$$\sin(\pi x)=\pi x \prod_{n \ge 1}\left(1-\frac{x^2}{n^2}\right)$$
$$\pi = \frac{\sin(\pi x)}{x\prod_{n \ge 1}\left(1-\frac{x^2}{n^2}\right)}$$ Let $x=\frac{1}{2}$ $$\pi = \frac{2}{\prod_{n \ge 1}\left(1-\frac{1}{4 n^2}\right)}$$
The question is Why no one uses this formula to calculate $\pi$? Maybe I am wrong but I have never seen anyone uses this. The answer must be that this formula converge very slowly to $\pi$ and not efficient at all. But how slowly it converge to $\pi$? How much terms it need to reach the correct first 10, 100, 1000 decimals ?

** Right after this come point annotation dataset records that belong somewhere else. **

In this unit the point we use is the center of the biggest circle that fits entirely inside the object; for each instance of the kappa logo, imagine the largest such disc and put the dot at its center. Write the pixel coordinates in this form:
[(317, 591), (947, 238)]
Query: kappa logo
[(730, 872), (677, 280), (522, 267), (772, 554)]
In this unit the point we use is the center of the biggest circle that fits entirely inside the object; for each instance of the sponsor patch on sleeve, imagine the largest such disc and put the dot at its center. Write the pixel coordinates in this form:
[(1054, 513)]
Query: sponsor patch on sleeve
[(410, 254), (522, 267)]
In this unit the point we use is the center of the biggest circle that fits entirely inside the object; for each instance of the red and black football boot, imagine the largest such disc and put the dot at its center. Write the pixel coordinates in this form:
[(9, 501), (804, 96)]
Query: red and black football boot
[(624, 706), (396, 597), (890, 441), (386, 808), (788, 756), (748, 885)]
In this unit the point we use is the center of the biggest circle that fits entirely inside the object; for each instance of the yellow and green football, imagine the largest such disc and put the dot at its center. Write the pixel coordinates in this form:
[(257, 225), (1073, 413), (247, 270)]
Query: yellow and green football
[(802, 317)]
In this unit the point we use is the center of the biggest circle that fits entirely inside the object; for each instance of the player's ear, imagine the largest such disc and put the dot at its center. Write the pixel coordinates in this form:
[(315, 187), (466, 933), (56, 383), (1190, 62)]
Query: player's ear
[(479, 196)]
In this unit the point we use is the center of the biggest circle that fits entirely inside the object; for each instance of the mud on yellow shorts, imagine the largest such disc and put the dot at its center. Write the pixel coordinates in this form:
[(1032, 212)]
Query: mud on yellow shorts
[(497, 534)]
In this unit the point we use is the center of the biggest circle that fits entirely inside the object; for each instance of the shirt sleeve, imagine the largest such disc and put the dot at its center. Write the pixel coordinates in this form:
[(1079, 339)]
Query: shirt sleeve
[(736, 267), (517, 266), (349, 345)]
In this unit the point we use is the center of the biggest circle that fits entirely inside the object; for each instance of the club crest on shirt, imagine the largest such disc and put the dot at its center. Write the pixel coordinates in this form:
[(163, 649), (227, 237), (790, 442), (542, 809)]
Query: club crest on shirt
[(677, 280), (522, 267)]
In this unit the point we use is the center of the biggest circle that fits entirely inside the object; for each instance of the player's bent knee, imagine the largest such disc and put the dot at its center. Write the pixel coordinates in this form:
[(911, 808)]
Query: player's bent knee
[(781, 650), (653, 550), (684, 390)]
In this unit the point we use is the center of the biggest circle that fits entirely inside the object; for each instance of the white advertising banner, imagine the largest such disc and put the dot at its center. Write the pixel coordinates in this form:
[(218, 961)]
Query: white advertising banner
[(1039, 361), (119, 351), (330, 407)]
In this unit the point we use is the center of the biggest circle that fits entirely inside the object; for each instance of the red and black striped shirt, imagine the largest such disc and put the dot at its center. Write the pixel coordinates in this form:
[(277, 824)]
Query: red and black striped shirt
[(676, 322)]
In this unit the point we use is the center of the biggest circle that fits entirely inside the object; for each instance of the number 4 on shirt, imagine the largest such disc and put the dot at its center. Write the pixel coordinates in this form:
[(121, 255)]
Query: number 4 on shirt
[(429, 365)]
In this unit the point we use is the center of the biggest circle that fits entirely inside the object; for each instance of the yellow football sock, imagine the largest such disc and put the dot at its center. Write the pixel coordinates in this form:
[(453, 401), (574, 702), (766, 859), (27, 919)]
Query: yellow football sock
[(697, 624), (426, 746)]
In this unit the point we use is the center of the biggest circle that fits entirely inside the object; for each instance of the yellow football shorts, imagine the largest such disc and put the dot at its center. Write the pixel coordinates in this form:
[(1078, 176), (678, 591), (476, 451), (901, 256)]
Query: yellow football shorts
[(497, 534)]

Let $$\tilde\pi_{(m)} = \frac{2}{\prod_{n= 1}^m\left(1-\frac{1}{4 n^2}\right)}=\pi \,\frac{ \Gamma (m+1)^2}{\Gamma \left(m+\frac{1}{2}\right) \Gamma \left(m+\frac{3}{2}\right)}$$
$$\frac{\tilde\pi_{(m+1)}-\tilde\pi_{(m)}} {\tilde\pi_{(m)}}=\frac{1}{(2 m+1) (2 m+3)}\sim \frac 1{4m^2}$$
So, if you want that between two successive terms the relative difference be $10^{-k}$, you need $$m \sim \frac 12 \sqrt{10^k}$$